EXAMENVRAGEN
LES 1 – INLEIDING
1. Het Belgische socialezekerheidsrecht bedient zich grotendeels van twee technieken met het oog op het
verlenen van socialezekerheidsprestaties.
Leg uit wat onder elk van beide technieken wordt verstaan.
Er zijn 2 technieken namelijk Sociale bijstand en de sociale verzekering
- Sociale verzekering= Het is een afgeleide van de verzekeringstechniek. Het is een sociale verzekering tegen risico’s
dat je zelf tot stand kunt brengen. Je betaald een bijdrage in ruil voor dekking van een groep.
o Vorm: volksverzekering, professionele verzekering of categoriale verzekering.
o Dus: risico + bijdrage + geen bestaansmiddelenonderzoek
- Sociale bijstand = Sociale bijstand is een subjectief recht dat verleend wordt op socialezekerheidsprestaties. Wie
voldoet aan de voorwaarden kan zijn recht doen erkennen door een rechter.
o U heeft hier recht op, en de bron van dit recht is de wet en niet de bijdrage. U krijgt een subjectief recht
op bijstand, maar u moet het financieel nodig hebben. De bijstandsuitkering wordt pas toegekend na een
bestaansmiddelenonderzoek.
o Dus: risico + geen bijdrage + bestaansmiddelenonderzoek
Vergelijk beide technieken met elkaar en met de andere in de syllabus besproken socialezekerheidstechnieken.

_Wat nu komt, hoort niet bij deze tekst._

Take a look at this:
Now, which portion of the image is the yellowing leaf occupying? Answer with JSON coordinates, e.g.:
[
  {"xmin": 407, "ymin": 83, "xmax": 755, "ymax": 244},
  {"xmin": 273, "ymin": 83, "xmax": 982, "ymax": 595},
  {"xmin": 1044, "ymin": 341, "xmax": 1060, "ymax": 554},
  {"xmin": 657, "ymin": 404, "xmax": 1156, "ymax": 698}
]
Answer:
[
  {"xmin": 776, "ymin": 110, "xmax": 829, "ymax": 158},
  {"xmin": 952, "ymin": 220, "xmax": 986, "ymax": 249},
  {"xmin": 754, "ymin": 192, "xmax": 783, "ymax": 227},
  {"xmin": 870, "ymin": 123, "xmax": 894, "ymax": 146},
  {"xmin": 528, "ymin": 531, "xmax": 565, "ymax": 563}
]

Sociale bijstand wordt verleend zonder een bijdrage en indien men beschikt over onvoldoende bestaansmiddelen.
Sociale verzekeringen houden hier geen rekening me. Men krijgt ongeacht zijn bestaansmiddelen een uitbetaling maar
men moet wel een bijdrage betalen.
Er is ook een onderscheid met andere technieken:
- Demogrante uitkeringen = uitkering die er moet zijn in geval u een bepaald risico heeft
o Wel een risico nodig
o Dus: risico + geen bijdrage + geen bestaansmiddelenonderzoek
o Vb: kinderbijslag
- Techniek van het basisinkomen is verschillend omdat dit in principe aan iedereen wordt toegekend ongeacht een
sociaal risico, bijdrageplicht of bestaansmiddelentoets
o Noch risico, noch bijdrage, noch bestaansmiddelenonderzoek
Bespreek de band tussen de arbeid van de sociaal verzekerde en het recht op socialeverzekeringsprestaties. Toon met
voorbeelden aan dat die band niet steeds even strikt is.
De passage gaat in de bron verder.